If you have less than 100GB of data then it looks like you can get Microsoft OneDrive for £24/year, or 100GB on Google One for £16/year, etc. That's probably enough for most people's remotely-accessible backed-up document requirements, and is cheaper than the smallest home NAS you can buy, so in those cases the cloud solutions sound a lot more compelling.

At the terabyte scale, I guess the bigger issues are the lack of flexibility (some people really want to store more than 3TB of, uh, Linux ISOs, and Dropbox simply won't let you) and bandwidth (many people will find it slow and expensive to upload terabytes of data from home, or maybe they're using the storage for real-time video editing and need higher bandwidth and lower latency than they get through the internet, etc).

So it sounds like a fairly small niche where a home NAS ends up being better value, but there are still some valid use cases, and the world is large enough that it's worth developing good technology for niches.

An unpleasant surprise for My Book Live owners

Posted Jul 6, 2021 1:54 UTC (Tue) by marcH (subscriber, #57642) [Link]

> So it sounds like a fairly small niche where a home NAS ends up being better value, but there are still some valid use cases, and the world is large enough that it's worth developing good technology for niches.

BTW the NAS could be both on local premises for speed _and_ its software maintained and updated remotely. Many homes already have plenty of devices maintained remotely, so why not storage? It could even be split in two: a "premium", resizable area backed up in the cloud for a monthly fee and the rest not for movi... Linux images that don't need backup.

An unpleasant surprise for My Book Live owners

Posted Jul 1, 2021 11:35 UTC (Thu) by khim (subscriber, #9252) [Link] (1 responses)

> Frankly, I find it hard to believe that the consumer comes out ahead in that model.

Consumer comes out ahead for sure. Offline backups on something which is physically in your possession is very good proctection from this.
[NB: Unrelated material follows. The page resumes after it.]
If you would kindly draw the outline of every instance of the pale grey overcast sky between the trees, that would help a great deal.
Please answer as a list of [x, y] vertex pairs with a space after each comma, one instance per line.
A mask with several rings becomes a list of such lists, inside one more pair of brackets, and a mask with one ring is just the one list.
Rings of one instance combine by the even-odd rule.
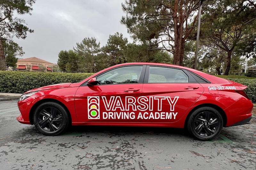
[[116, 32], [132, 41], [120, 23], [124, 16], [124, 0], [36, 0], [32, 15], [19, 15], [34, 33], [17, 39], [25, 54], [22, 58], [38, 57], [57, 63], [61, 50], [73, 49], [85, 37], [95, 37], [100, 46]]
Dropbox or Google Drive or any other “cloud” solution saves you against hackers or physical damage to you WD box (it could just go and die on you and if you apartment would burn then even RAID-6 wouldn't help you).

But there are quite non-trivial chances for your data to just become erased while you are trying to prove that you have rights to get it back.

And I'm very sorry to say that, but SREs couldn't do anything about it. Legal issues will supersede all the reliability measures when you deal with cloud.

And yes, even with that incident what WD offers is still good deal. Hackers don't empty these boxes all that often. Pull data from your cloud backup when that happens and you are, again, protected against legal problems.

An unpleasant surprise for My Book Live owners

Posted Jul 5, 2021 6:34 UTC (Mon) by NYKevin (subscriber, #129325) [Link]

My opinion (not Google's): The legal issue should be solved by enacting appropriate legislation (e.g. they must give your data back to you upon request, or else they must get a court order to block the data's return), not by everyone using overtly inferior technology* to work around it.

This would probably create a lot of extra work for people like me (my SRE job has to do with data classification and permissions). I am entirely willing to do that work, because I believe that users ought to own their own data. But either the business or the government has to decide that the work is worth doing, and so far the former has not made that decision.

* I consider it "inferior" under the reasonable-to-me assumption that the average consumer is just barely capable of installing automated updates on "user-friendly" operating systems like Windows, and would have no idea how to e.g. rent a colo, SSH in to fix a problem, etc. Obviously, if you are capable of figuring those things out, then you do you. But I'm concerned with the needs of average consumers, not you.

An unpleasant surprise for My Book Live owners

Posted Jul 1, 2021 14:47 UTC (Thu) by nix (subscriber, #2304) [Link]

> They sell you a HD and some software that makes it act like Dropbox acts, and tell you to replace that hardware after N years

Did they even do that, or did they silently move it to unsupported status at a poorly-advertised or entirely un-advertised date and then (years later) use this to *blame* the customers for not spending more money with them after this silent act of theirs?